To ask the Secretary of State for Education, what recent assessment he has made of the (a) educational value and (b) impact on children and schools of proceeding with SATS in the 2021-22 year in the context of disruption resulting from the covid-19 outbreak.
20 May 2022
The department recognises that pupils will have missed a critical period of their learning due to disruption caused by the COVID-19 pandemic. Statutory assessments at the end of key stage 2 are an important part of our primary education system. Assessments provide vital information to parents about their child’s attainment and help schools identify where additional support is best targeted to individuals. The school performance measures generated from these assessments play an important role in supporting schools to improve, helping us to hold primary schools to account for the education they provide.
This year, the data from the assessments will help parents, schools, and the department to understand more clearly the impact of the pandemic on pupils and how this varies between particular groups of pupils, schools and local authorities. The decision to return to a full programme of primary assessments in the 2021/22 academic year was considered carefully and in taking this decision, we discussed our plans with a range of stakeholders, including teachers, school leaders and unions.

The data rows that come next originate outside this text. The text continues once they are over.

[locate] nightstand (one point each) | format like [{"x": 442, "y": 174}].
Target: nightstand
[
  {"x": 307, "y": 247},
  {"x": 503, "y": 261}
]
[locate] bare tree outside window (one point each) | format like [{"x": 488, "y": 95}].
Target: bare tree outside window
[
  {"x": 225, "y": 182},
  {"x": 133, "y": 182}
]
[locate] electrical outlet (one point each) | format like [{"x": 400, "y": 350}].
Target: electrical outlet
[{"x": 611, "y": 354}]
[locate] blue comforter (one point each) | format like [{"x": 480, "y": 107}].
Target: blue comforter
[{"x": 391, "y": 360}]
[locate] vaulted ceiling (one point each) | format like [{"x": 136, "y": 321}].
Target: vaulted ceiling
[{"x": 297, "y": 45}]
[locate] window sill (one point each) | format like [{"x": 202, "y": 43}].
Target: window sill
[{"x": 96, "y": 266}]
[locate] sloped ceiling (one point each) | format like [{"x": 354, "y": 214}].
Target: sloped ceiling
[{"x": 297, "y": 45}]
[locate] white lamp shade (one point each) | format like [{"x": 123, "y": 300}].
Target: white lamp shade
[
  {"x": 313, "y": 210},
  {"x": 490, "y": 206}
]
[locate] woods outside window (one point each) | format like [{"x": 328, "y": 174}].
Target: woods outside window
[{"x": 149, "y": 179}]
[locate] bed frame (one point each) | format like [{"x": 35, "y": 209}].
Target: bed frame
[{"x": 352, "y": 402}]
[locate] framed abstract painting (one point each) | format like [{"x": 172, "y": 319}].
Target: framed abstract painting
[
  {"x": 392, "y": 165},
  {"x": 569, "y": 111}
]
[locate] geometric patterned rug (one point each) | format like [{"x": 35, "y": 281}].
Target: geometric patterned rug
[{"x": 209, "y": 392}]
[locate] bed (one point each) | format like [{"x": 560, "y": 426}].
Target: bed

The department knows that the pandemic has impacted the mental health and wellbeing of children and young people and will have an impact in the longer-term. The department expects leaders and teachers to consider their pupils’ mental health and wellbeing as a priority and identify those who may need additional support.
Although schools should encourage all pupils to work hard and achieve well, the department does not recommend that they devote excessive preparation time to assessment, and certainly not at the expense of pupils’ mental health and wellbeing. Schools should support a culture of wellbeing amongst staff and pupils.